После войны мсье Ти покинул Европу. Возвратился в Нормандию, в городок Кер-Эмма, лишь через двадцать семь лет. Родные считали его погибшим. Он молчал об этих годах скитаний по белу свету. Хотя, если бы заговорил, ему это, наверное, принесло бы облегчение. В памяти его хранились навязчивые воспоминания, которые не давали ему покоя.
Теперь нельзя не рассказать о том, что такое Кер-Эмма, единственный в своем роде городок, удивительный городок, о котором можно мечтать; ибо невозможно понять мсье Ти, Мод и Фанфан, не ознакомившись с судьбой этого нормандского городка с бретонским названием. Принадлежать Кер-Эмма – все равно что принадлежать какой-нибудь семье, так как он не что иное, как родовое гнездо для тысячи его обитателей.
В 1853 году некий Непомюсен Соваж употребил приданое своей жены Эммы, родом из Бретани, на постройку дамбы, замкнувшей бухту, что позволило осушить восемьсот гектаров земли. Когда Непомюсен довел работы до конца, государство, признавая его заслуги, отдало ему отвоеванные от океана земли во владение.
Непомюсен, влюбленный в свою жену, окрестил образовавшуюся территорию Кер-Эмма, а его плодовитая супруга принесла ему семнадцать отпрысков. Трое из них дожили только до крещенья, остальные четырнадцать обосновались в Кер-Эмма, выполняя волю старого Непомюсена, который мечтал врасти корнями в эту землю навсегда и положить начало родословному древу, выросшему из его любви к Эмме.
Спустя столетие в городке обитало около тысячи потомков Непомюсена Соваж и Эммы. Когда продавался дом, его уступали только члену родового клана. Жители городка хранили свои деньги в семейном банке, получившем название «Банк у дамбы», а соблазняли только дальних родственниц. Брак между двоюродными братьями и сестрами был запрещен. В Кер-Эмма есть принадлежащий мсье Ти Дом отдохновения и Совет старейшин, который печется о морали этого странного племени и о содержании в порядке дамбы.
Каждый из жителей знает о своем происхождении от необыкновенной любви и большой мечты.
Гранитная дамба выражает суть Кер-Эмма. Без нее мсье Ти не вернулся бы из Бухенвальда; она же – становой хребет Фанфан.
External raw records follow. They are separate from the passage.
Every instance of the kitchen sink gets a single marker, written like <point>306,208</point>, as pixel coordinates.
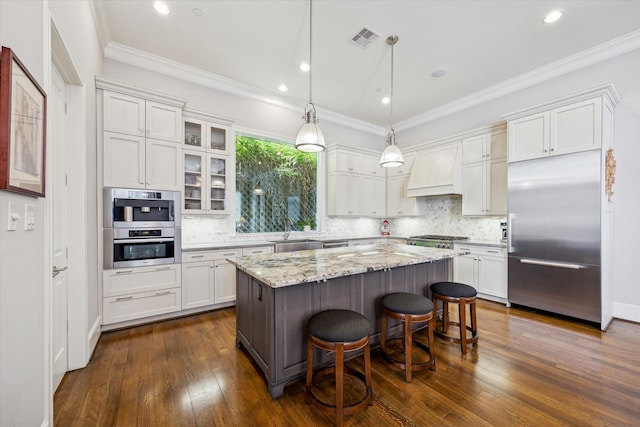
<point>295,245</point>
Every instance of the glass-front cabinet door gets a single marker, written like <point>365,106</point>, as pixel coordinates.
<point>217,183</point>
<point>193,184</point>
<point>194,133</point>
<point>217,137</point>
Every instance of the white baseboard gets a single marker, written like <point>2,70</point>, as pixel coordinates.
<point>626,311</point>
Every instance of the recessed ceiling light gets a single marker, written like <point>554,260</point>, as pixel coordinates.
<point>553,16</point>
<point>161,7</point>
<point>438,73</point>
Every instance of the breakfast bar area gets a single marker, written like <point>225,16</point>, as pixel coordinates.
<point>278,293</point>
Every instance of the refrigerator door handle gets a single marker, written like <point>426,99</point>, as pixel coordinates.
<point>551,263</point>
<point>510,219</point>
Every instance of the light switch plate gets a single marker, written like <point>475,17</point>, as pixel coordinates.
<point>29,217</point>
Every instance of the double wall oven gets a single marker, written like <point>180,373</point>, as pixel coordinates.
<point>141,227</point>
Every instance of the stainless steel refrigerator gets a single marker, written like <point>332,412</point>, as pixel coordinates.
<point>554,234</point>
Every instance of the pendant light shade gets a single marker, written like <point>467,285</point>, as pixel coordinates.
<point>391,156</point>
<point>310,138</point>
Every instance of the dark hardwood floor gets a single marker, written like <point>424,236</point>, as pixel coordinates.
<point>527,369</point>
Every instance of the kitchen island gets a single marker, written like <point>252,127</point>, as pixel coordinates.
<point>277,293</point>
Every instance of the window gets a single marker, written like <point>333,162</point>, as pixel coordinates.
<point>274,183</point>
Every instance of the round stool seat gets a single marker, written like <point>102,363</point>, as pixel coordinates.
<point>402,302</point>
<point>454,290</point>
<point>338,326</point>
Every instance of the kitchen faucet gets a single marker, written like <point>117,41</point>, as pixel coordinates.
<point>286,228</point>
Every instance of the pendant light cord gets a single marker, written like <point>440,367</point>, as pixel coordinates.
<point>310,48</point>
<point>391,102</point>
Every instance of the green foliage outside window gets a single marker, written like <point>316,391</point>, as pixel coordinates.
<point>275,183</point>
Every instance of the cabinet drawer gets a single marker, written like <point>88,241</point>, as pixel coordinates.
<point>132,280</point>
<point>145,304</point>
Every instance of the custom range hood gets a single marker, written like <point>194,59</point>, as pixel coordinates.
<point>437,172</point>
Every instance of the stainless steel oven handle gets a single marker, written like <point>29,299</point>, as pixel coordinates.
<point>143,240</point>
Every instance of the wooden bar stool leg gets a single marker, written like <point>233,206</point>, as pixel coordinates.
<point>462,310</point>
<point>445,316</point>
<point>367,369</point>
<point>432,325</point>
<point>339,384</point>
<point>309,370</point>
<point>474,328</point>
<point>383,332</point>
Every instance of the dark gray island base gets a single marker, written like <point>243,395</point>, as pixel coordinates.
<point>271,320</point>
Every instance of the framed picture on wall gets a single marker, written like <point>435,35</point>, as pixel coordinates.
<point>23,112</point>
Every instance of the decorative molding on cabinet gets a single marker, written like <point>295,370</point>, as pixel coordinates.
<point>133,90</point>
<point>607,90</point>
<point>190,74</point>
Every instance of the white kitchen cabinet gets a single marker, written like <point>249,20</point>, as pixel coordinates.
<point>398,204</point>
<point>371,165</point>
<point>141,142</point>
<point>259,250</point>
<point>208,278</point>
<point>345,194</point>
<point>343,160</point>
<point>373,196</point>
<point>133,115</point>
<point>485,268</point>
<point>206,183</point>
<point>356,183</point>
<point>484,174</point>
<point>208,166</point>
<point>565,129</point>
<point>136,293</point>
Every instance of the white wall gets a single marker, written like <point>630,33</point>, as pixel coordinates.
<point>74,22</point>
<point>623,71</point>
<point>24,263</point>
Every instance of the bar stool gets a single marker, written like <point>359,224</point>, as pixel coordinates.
<point>410,309</point>
<point>339,331</point>
<point>463,295</point>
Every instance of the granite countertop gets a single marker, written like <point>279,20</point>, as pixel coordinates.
<point>256,243</point>
<point>292,268</point>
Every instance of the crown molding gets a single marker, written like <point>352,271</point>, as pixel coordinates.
<point>147,61</point>
<point>599,53</point>
<point>100,22</point>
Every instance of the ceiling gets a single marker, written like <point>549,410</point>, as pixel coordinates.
<point>259,44</point>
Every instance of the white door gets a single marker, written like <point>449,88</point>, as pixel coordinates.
<point>59,255</point>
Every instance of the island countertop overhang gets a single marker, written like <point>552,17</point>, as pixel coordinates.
<point>292,268</point>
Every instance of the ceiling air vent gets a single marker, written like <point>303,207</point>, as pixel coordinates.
<point>365,37</point>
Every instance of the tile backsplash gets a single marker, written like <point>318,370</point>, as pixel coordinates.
<point>442,215</point>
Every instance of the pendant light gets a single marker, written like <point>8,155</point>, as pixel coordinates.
<point>310,138</point>
<point>391,156</point>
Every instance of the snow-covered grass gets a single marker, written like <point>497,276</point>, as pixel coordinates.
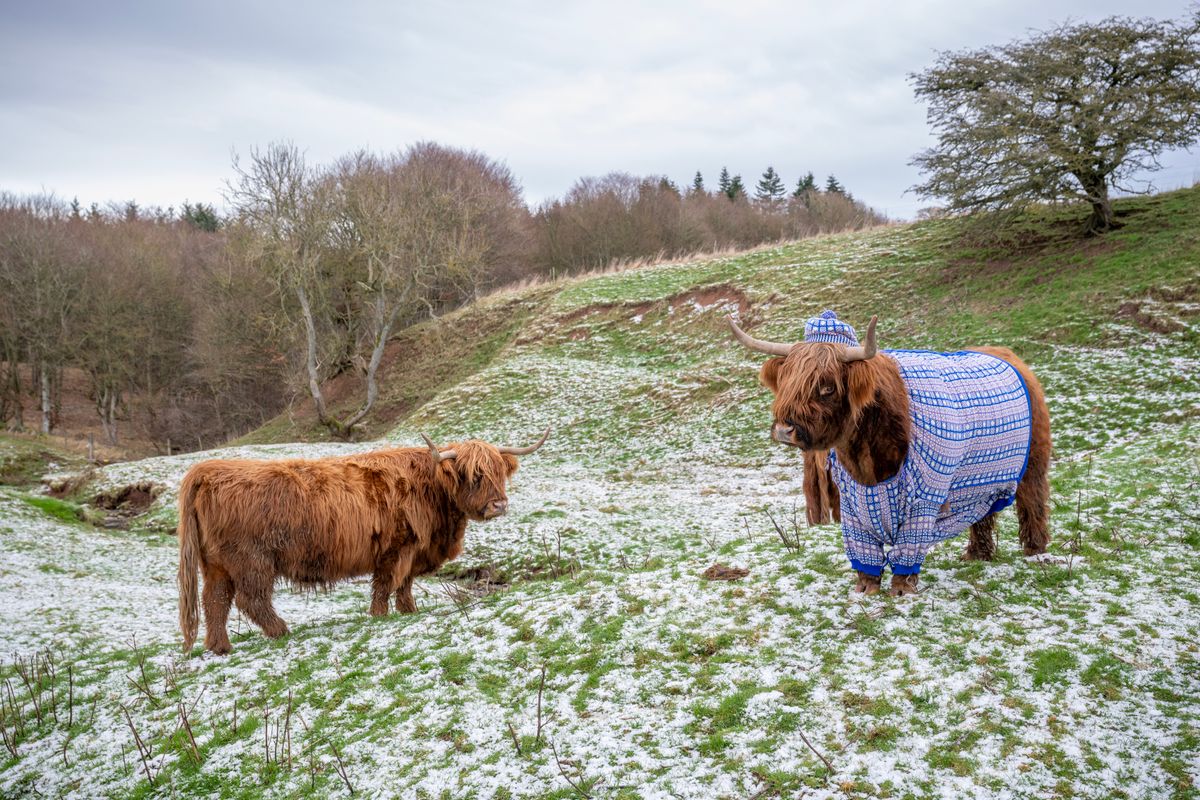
<point>604,665</point>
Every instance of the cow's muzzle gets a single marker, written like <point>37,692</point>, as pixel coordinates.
<point>789,434</point>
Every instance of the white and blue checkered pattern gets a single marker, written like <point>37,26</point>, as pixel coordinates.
<point>970,445</point>
<point>827,328</point>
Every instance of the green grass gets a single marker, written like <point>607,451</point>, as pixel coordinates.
<point>1073,677</point>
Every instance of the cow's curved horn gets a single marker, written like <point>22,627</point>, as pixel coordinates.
<point>761,346</point>
<point>526,451</point>
<point>863,352</point>
<point>438,455</point>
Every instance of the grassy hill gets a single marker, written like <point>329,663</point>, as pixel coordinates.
<point>583,612</point>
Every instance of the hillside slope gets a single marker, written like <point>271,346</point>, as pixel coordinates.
<point>575,650</point>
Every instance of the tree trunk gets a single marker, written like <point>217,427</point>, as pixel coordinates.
<point>1097,190</point>
<point>46,398</point>
<point>318,400</point>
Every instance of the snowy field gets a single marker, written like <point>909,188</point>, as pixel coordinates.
<point>575,650</point>
<point>1073,677</point>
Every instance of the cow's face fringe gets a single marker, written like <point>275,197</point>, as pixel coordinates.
<point>477,479</point>
<point>820,398</point>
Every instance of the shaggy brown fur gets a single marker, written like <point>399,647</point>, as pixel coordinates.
<point>822,501</point>
<point>390,513</point>
<point>861,409</point>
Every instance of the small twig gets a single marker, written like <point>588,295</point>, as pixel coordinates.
<point>191,737</point>
<point>563,771</point>
<point>541,687</point>
<point>341,768</point>
<point>513,732</point>
<point>144,752</point>
<point>828,765</point>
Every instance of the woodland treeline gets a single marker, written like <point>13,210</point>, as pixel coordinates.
<point>201,326</point>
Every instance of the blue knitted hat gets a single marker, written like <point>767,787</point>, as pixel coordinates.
<point>827,328</point>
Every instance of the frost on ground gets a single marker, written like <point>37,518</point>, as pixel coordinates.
<point>600,663</point>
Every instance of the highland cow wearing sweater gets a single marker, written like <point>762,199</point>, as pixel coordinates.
<point>922,445</point>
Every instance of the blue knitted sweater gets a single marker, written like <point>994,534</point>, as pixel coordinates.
<point>969,447</point>
<point>967,451</point>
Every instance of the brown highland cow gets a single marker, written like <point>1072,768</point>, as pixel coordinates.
<point>390,513</point>
<point>910,447</point>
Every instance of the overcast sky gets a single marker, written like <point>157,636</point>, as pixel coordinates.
<point>109,101</point>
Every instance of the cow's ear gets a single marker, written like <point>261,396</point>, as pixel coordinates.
<point>769,374</point>
<point>862,383</point>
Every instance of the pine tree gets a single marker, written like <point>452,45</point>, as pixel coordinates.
<point>805,185</point>
<point>736,188</point>
<point>201,216</point>
<point>723,182</point>
<point>771,187</point>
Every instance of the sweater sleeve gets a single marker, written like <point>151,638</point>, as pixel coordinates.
<point>864,547</point>
<point>915,537</point>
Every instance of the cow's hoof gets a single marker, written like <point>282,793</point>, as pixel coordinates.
<point>903,584</point>
<point>868,584</point>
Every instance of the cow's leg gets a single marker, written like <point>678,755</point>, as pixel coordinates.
<point>904,584</point>
<point>383,581</point>
<point>255,589</point>
<point>982,542</point>
<point>1033,498</point>
<point>405,602</point>
<point>1033,492</point>
<point>868,584</point>
<point>217,597</point>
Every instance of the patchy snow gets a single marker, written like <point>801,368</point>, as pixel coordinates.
<point>1071,674</point>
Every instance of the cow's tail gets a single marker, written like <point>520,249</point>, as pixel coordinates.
<point>821,499</point>
<point>189,533</point>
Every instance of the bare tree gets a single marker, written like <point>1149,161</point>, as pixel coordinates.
<point>39,292</point>
<point>1068,113</point>
<point>373,240</point>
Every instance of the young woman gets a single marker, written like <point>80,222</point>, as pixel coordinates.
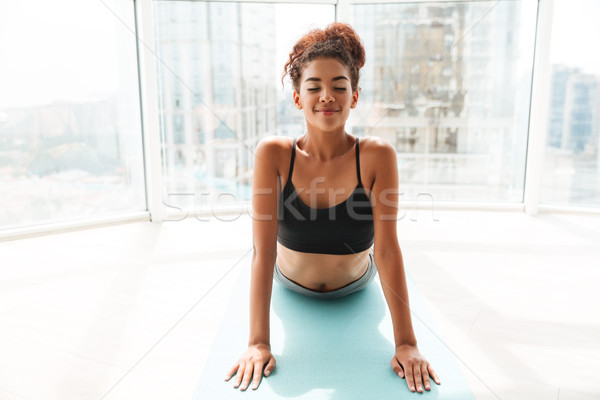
<point>333,226</point>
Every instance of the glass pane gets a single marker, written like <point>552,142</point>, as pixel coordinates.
<point>70,132</point>
<point>571,173</point>
<point>448,84</point>
<point>220,67</point>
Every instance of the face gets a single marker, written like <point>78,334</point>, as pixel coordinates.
<point>326,94</point>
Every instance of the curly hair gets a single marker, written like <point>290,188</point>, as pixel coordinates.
<point>338,41</point>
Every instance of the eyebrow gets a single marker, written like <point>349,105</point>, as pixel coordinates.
<point>337,78</point>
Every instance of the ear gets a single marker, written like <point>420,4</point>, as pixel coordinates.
<point>354,99</point>
<point>297,102</point>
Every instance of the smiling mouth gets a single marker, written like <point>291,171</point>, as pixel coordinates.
<point>327,112</point>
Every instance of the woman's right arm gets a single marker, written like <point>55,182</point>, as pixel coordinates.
<point>265,192</point>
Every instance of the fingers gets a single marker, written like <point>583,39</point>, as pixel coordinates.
<point>270,366</point>
<point>231,372</point>
<point>247,376</point>
<point>425,375</point>
<point>240,374</point>
<point>397,368</point>
<point>418,378</point>
<point>410,380</point>
<point>433,375</point>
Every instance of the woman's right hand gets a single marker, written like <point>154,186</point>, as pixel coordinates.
<point>250,364</point>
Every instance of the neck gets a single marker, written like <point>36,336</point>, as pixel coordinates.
<point>325,146</point>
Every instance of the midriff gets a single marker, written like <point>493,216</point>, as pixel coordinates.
<point>322,272</point>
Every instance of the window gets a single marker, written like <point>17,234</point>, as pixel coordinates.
<point>571,173</point>
<point>70,129</point>
<point>451,93</point>
<point>241,100</point>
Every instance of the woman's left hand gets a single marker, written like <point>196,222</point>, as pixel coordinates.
<point>410,364</point>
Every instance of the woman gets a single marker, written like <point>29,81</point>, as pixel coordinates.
<point>315,236</point>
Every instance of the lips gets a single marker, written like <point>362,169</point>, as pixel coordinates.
<point>327,111</point>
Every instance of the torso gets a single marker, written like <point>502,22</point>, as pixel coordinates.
<point>324,272</point>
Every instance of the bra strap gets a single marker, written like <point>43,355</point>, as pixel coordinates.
<point>358,164</point>
<point>292,163</point>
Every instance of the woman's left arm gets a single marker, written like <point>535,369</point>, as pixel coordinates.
<point>407,362</point>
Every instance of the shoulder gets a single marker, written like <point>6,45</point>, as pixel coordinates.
<point>377,152</point>
<point>273,148</point>
<point>272,154</point>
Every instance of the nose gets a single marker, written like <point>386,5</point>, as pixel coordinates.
<point>326,97</point>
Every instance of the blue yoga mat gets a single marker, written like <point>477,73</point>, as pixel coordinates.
<point>328,349</point>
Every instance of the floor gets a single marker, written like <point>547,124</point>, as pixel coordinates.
<point>130,311</point>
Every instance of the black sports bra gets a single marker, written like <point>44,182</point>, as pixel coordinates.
<point>345,228</point>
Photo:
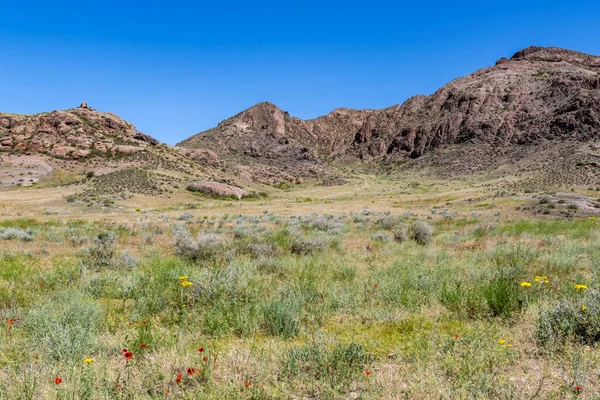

Именно дамба научила их не отступаться от своего. Трижды высокие зимние приливы разрушали дамбу: в 1894, 1928 и 1972 годах. И каждый раз ее восстанавливали.
1 июля, в годовщину завершения строительства первой дамбы, жители Кер-Эмма танцуют на дамбе, восстановленной в 1972 году. Они празднуют свою победу над океаном, ликуют от гордости за то, что они не такие, как все. Благодарят дамбу, которая дала им силы для духовного и финансового процветания, ибо Кер-Эмма – резиденция многих преуспевающих акционерных обществ, достигших успеха при содействии «Банка у дамбы».
В 1976 году Кер-Эмма под влиянием мсье Ти отказался переводить часы на зимнее и летнее время, чтобы жить в гармонии с природой. Жители городка сто двадцать три года провоевали с Атлантическим океаном. И Парижа не боялись.